Nas cartas, o relacionamento de alguns padres com o bispo dom Expedito Lopes chega a ser de ameaça. “Os padres daquela época levavam uma vida muito parecida com a das pessoas comuns. Tinham propriedades, brigavam. E me parece que os fiéis aceitam padre com mulheres, desde que isso não fizesse escândalo”, arrisca o professor.
Muitos anos depois do crime, há quem defenda a beatificação de dom Expedido Lopes. Mas há questões práticas que dificultam esse processo, pois a tramitação pode demorar séculos e depende de influências políticas no Vaticano. “Para se obter uma beatificação rapidamente é preciso o caso estar na linha desejada pela Igreja ou ter uma forte congregação por trás. A Diocese de Garanhuns é do interior, pobre e, sobretudo, quando do crescimento da Teologia da Libertação o caso de dom Expedito não era um símbolo da Igreja que estava crescendo”, analisa.

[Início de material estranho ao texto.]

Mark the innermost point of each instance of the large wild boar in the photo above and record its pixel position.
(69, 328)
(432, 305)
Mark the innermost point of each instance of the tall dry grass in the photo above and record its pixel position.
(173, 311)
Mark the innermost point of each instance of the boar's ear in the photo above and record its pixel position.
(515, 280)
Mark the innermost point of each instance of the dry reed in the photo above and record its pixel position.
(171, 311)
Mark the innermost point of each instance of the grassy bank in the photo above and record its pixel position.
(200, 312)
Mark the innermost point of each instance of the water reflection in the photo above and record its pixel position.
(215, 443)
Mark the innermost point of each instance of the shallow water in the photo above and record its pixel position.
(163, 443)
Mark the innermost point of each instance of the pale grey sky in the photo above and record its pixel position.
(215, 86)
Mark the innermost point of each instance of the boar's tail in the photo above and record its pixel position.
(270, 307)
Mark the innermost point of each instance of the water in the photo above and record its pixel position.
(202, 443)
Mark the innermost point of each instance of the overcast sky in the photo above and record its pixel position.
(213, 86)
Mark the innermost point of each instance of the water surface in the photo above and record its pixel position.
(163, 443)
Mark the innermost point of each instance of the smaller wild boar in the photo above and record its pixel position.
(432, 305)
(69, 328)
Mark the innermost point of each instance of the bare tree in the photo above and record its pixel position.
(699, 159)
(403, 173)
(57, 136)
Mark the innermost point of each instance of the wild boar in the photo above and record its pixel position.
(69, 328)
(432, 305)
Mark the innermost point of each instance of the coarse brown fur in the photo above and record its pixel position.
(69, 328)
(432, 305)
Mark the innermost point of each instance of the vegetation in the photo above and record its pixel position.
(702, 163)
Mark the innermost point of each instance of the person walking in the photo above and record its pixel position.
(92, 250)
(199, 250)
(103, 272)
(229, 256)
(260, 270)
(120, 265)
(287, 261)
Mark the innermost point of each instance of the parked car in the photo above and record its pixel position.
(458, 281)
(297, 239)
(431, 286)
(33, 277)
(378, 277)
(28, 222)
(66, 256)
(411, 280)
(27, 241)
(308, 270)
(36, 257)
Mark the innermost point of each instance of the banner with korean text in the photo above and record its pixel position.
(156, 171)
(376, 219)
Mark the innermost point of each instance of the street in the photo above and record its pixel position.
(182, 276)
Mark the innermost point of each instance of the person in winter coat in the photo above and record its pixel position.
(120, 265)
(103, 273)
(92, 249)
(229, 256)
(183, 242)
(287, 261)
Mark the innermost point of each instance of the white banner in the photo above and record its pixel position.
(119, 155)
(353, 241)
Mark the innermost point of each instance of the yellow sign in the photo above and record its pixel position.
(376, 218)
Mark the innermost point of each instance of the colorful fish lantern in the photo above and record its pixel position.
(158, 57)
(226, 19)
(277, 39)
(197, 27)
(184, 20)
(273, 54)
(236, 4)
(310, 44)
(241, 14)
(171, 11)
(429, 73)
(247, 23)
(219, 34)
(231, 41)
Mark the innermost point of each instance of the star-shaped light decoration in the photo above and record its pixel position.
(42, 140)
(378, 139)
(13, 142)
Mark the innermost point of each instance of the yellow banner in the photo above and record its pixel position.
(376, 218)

Na raiz do problema está o fato de que o padre Hosana entrou para a Igreja sem vocação, motivado pelo prestígio que a família visava com o cargo. “O caso desse padre sem vocação é muito comum.” Avaliando o caso à luz da chamada crise das vocações atuais, o estudioso defende que o diagnóstico que o Vaticano tem da perda da influência católica na América Latina está equivocado. “A visão que se tem desde (o papa) João Paulo II é que a Igreja para recuperar espaço tem que voltar ao espiritual e deixar o social de lado”, diz. Para ele, uma das saídas é dar maior espaço aos leigos dentro da Igreja e permitir o casamento dos padres.
.
Agora comigo: Meus amigos escritores Wagner Marques e Antônio Cândido afirmaram que o texto do americano não soma nenhuma nova informação do livro "A Bala e a Mitra" de Ana Maria Cesar. Mas atentam também para a importância de revisitar o tema. Não li o livro da escritora, e vi a necessidade de gastar as pálpebras sobre ele oportunamente. Vejam o que diz o Cândido:
.
Ronaldo, pelo que constou na reportagem, nada que o livro de Ana Maria Cesar " A Bala e a Mitra" não tenha abordado. Interessante por explorar ainda mais o assunto, que por sinal, daria ótimo roteiro para um filme.
.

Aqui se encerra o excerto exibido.